顧冰然看著寧宇的這一副樣子,有些不耐煩的咳了一下。

一旁的麥琪很快就領悟到老板的意思。

“寧總,我們老板還有重要的事要去做,您如果有什麽話,還請盡快說出來。”麥琪說這句話的時候,根本就沒有擡起頭來看他一眼。

寧宇坐在那裏,看著這兩人的態度,心裏十分的不悅。

“不管怎麽說我都是客人,你們怎麽能夠這樣沒有禮貌呢。”還是不以為然的,不急不緩的,吸了一口煙,慢慢的吞吐出一些煙霧來。

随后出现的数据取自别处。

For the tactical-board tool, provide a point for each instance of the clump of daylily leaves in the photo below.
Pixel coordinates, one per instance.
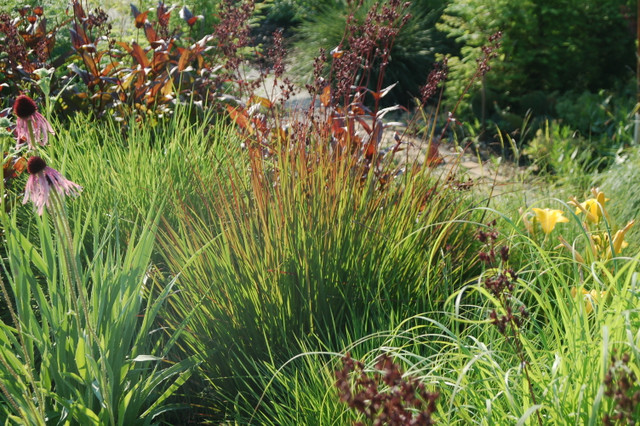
(604, 242)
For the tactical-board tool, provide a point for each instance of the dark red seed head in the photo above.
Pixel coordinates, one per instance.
(36, 165)
(24, 107)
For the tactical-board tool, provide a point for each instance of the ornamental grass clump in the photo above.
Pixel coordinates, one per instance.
(510, 315)
(76, 344)
(385, 396)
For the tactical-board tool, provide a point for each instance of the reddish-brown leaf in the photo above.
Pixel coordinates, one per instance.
(325, 97)
(150, 33)
(78, 11)
(184, 59)
(139, 55)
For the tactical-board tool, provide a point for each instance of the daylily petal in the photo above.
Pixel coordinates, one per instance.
(548, 218)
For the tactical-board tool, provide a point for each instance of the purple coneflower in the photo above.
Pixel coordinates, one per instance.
(28, 116)
(42, 180)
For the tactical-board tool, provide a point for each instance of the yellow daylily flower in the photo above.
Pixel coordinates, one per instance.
(593, 208)
(618, 240)
(591, 298)
(548, 218)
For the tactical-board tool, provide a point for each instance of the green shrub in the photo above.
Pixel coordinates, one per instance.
(547, 46)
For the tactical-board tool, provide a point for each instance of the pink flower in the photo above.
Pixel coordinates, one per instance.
(42, 180)
(27, 113)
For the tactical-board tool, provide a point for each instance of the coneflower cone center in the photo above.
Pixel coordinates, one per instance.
(36, 165)
(24, 107)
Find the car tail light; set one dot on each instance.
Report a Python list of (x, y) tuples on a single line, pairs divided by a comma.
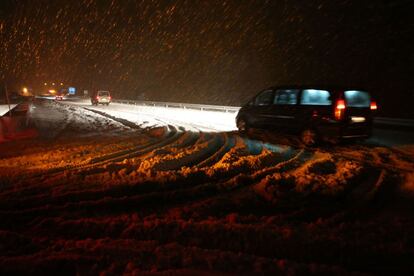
[(340, 109)]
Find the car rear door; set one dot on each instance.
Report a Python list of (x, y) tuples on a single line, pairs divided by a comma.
[(282, 113)]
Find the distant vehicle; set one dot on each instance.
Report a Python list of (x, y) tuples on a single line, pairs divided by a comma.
[(316, 113), (101, 97)]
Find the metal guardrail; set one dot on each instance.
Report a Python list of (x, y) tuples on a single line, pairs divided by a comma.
[(378, 121), (202, 107)]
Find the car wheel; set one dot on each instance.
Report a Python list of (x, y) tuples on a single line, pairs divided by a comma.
[(242, 125), (309, 137)]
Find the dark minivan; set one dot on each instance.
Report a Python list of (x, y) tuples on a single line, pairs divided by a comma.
[(314, 112)]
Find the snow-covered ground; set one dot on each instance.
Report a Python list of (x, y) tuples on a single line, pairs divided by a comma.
[(119, 189), (190, 118)]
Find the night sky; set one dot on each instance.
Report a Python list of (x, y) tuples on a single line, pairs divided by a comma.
[(218, 52)]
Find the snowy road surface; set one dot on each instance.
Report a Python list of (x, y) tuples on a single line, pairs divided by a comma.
[(4, 108), (133, 190)]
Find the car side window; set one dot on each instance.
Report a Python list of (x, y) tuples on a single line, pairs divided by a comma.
[(315, 97), (286, 96), (264, 98)]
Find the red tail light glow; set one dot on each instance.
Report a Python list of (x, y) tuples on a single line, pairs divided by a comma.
[(340, 109)]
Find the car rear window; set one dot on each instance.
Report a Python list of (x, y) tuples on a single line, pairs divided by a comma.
[(357, 98), (315, 97), (264, 98)]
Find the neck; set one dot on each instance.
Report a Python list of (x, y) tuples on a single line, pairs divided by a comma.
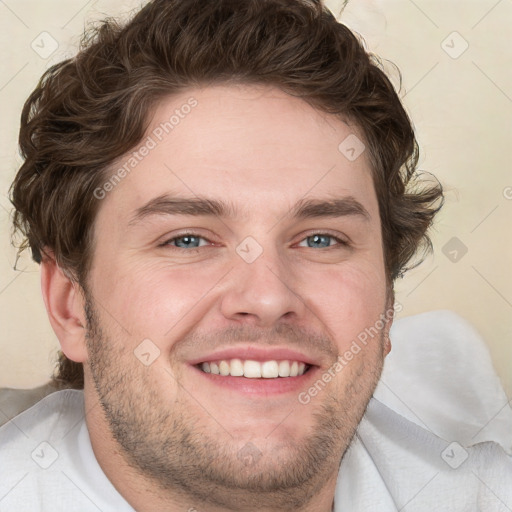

“怎麽,不能說嗎?你來這裏是為了什麽?”顧冰然能夠和他一起在這裏做這一會兒的時間,覺得已經很有耐心了。

現在的每一分。每一秒,似乎都是在挑戰自己的耐心。

麥琪也很不耐煩的看著寧宇,就算他以前生意做得風生水起的時候,都沒有資格這樣和顧冰然坐在一起,現在生意已經落魄了,居然還這麽狂啊。

這一點讓麥琪也覺得忍無可忍。

寧宇似乎很沒有自知之明的,一直在那裏磨磨蹭蹭,吸著煙,吞吐著煙霧。

顧冰然幽深的眸子看著他,似乎是一把把利劍一樣,想要將他穿個透徹。

寧宇對視上顧冰然的眼神的時候,被他這淩厲的眼神一驚,趕忙的回過了神來。

“顧總,你不要用這種眼光看著我們,我今天來是特意告訴您幾個好消息的。”寧宇說到這裏,一笑,似乎還要打算說什麽。

顧冰然十分不樂意的吐了一個字:“說。”

這個字雖然簡單,可是說出來之後,就讓人渾身一怔。

寧宇勾了勾唇,也沒有在猶豫,說了一句:“柳淺生病了,得了一種很嚴重的病。”

很嚴重的病。

這幾個字特意加了重音,似乎是什麽天大的消息一樣。

顧冰然聽後,怔楞了一下,這個消息太早就已經知道了,他現在最關心的是:“柳淺現在在哪裏?”這一句問的很幹脆,包含著一種不容置疑的語氣。